1. Field of the Invention
The invention relates in general to the fabrication of semiconductor integrated circuits (ICs), and more particularly to a method of fabricating a stacked capacitor of a dynamic random access memory (DRAM).
2. Description of the Related Art
DRAM is a kind of widely used ICs. The data in a DRAM are saved by charging or discharging. Therefore, the charge saved in the capacitor of the DRAM must be in an operation range to make sure of that the data can be correctly read and written. Because of the trend of higher integrity ICs, the size of the DRAM is gradually reduced and simultaneously, the size of the capacitor is cut down. However, for a storage capacitor of a fixed operation voltage, as the distance of the electrodes and the dielectric constant of the dielectric layer are fixed, the amount of saved charge then depends on the area of capacitor plate. The charge saved in a capacitor is undesirably reduced as the area occupied by the DRAM capacitor is shrunk.
FIG. 1A to FIG. 1D shows a method of fabricating a capacitor of a DRAM. As shown in FIG. 1A, a silicon substrate 10 is firstly provided, wherein a metal-oxide-semiconductor (MOS) 11 and a field oxide 12 are already formed. The MOS 11 and the field oxide 12 are covered by an insulating layer 15 and a contact window 20 is formed on a source/drain region 16 of the MOS device 11.
Next, a first polysilicon layer 21 is deposited over the substrate 10. The first polysilicon layer 21 is then doped and annealed to increase its conductivity. Next, the first polysilicon layer 21 is patterned to form a lower electrode of a capacitor, as shown in FIG. 1B. A dielectric layer 26 is then deposited over the lower electrode of the capacitor, the first polysilicon layer 21, as shown in FIG. 1C. A second polysilicon layer 28 having a thickness of about 1000 .ANG. to 2000 .ANG. is deposited on the surface of the dielectric layer 26 and then doped by, for example, POCl.sub.3, to increase its conductivity. Therefore, the upper electrode 28 of the capacitor is formed and the capacitor structure is completed, as shown in FIG. 1D.
With the requirement of high integrity device, the capacitor fabricated by the above-mentioned process fails in being correctly read and written.

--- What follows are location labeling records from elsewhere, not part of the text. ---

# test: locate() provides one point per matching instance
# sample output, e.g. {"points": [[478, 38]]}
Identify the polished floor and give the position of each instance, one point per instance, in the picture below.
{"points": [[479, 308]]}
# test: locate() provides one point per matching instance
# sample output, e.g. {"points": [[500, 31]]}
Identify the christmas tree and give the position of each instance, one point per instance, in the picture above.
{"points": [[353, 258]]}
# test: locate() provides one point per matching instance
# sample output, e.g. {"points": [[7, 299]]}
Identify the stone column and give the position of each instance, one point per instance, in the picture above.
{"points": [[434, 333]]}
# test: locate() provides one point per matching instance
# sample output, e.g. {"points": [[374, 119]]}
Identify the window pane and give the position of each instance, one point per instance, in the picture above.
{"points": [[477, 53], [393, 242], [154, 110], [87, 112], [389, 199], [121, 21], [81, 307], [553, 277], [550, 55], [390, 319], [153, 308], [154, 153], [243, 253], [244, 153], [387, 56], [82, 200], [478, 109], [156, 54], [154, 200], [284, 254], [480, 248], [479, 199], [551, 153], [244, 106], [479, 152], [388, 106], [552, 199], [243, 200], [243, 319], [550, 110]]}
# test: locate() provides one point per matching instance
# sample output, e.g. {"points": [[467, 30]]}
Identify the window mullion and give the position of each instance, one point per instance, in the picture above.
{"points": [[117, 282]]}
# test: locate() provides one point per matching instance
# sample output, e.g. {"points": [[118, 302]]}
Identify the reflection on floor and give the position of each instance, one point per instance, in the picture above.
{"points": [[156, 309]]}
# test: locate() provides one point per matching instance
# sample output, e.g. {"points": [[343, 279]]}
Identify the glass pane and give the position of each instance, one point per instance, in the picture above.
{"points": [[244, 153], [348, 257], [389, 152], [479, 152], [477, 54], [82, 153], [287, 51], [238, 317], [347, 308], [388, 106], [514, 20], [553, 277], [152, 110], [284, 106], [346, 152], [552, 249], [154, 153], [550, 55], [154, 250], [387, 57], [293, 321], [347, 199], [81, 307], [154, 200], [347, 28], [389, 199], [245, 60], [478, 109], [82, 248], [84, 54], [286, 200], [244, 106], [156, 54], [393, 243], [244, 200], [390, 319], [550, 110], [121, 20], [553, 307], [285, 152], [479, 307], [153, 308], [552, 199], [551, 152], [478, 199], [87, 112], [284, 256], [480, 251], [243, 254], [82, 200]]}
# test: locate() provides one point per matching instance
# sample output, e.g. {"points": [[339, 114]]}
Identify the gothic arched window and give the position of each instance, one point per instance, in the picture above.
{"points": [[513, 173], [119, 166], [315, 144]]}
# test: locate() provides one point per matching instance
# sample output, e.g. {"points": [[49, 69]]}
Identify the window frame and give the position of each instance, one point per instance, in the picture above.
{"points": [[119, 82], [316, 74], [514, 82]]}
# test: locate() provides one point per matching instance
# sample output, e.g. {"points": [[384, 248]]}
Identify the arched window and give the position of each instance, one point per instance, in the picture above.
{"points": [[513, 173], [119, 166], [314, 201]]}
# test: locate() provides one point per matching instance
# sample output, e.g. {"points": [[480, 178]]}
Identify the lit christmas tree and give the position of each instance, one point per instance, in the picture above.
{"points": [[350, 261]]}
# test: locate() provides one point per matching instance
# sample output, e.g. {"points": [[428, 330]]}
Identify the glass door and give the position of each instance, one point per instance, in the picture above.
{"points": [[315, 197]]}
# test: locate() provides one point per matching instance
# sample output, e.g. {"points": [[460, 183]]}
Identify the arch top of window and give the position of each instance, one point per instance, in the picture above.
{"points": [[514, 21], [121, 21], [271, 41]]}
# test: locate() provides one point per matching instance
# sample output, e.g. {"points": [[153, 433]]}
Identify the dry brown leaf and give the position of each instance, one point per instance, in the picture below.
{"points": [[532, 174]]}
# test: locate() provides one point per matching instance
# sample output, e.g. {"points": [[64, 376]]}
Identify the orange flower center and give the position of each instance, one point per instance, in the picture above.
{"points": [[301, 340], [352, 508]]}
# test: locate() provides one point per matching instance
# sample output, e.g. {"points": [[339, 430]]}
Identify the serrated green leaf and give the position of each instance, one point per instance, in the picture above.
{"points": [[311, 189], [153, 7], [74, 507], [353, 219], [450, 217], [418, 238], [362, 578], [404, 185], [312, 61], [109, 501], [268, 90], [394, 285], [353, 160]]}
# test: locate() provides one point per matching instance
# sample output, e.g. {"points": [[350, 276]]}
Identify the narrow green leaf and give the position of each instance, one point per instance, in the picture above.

Consequently, it is an object of the invention to provide a method of fabricating a stacked capacitor of a DRAM, which uses a number of doped polysilicon and tungsten silicide layers to form the lower electrode of the capacitor. The doped polysilicon layers and the tungsten suicide layers are selectively etched to form a number of lateral trenches at the sidewall of the stacked structure to increase the surface area of the electrode and also the capacitance. By this way, the capacitance of the lateral trench stacked capacitor can be risen to about 1.5 times of the conventional capacitor without the complicate process steps as forming the conventional stacked capacitor. Moreover, the amount of capacitance can be controlled by the number of the polysilicon layers and the tungsten silicide layers.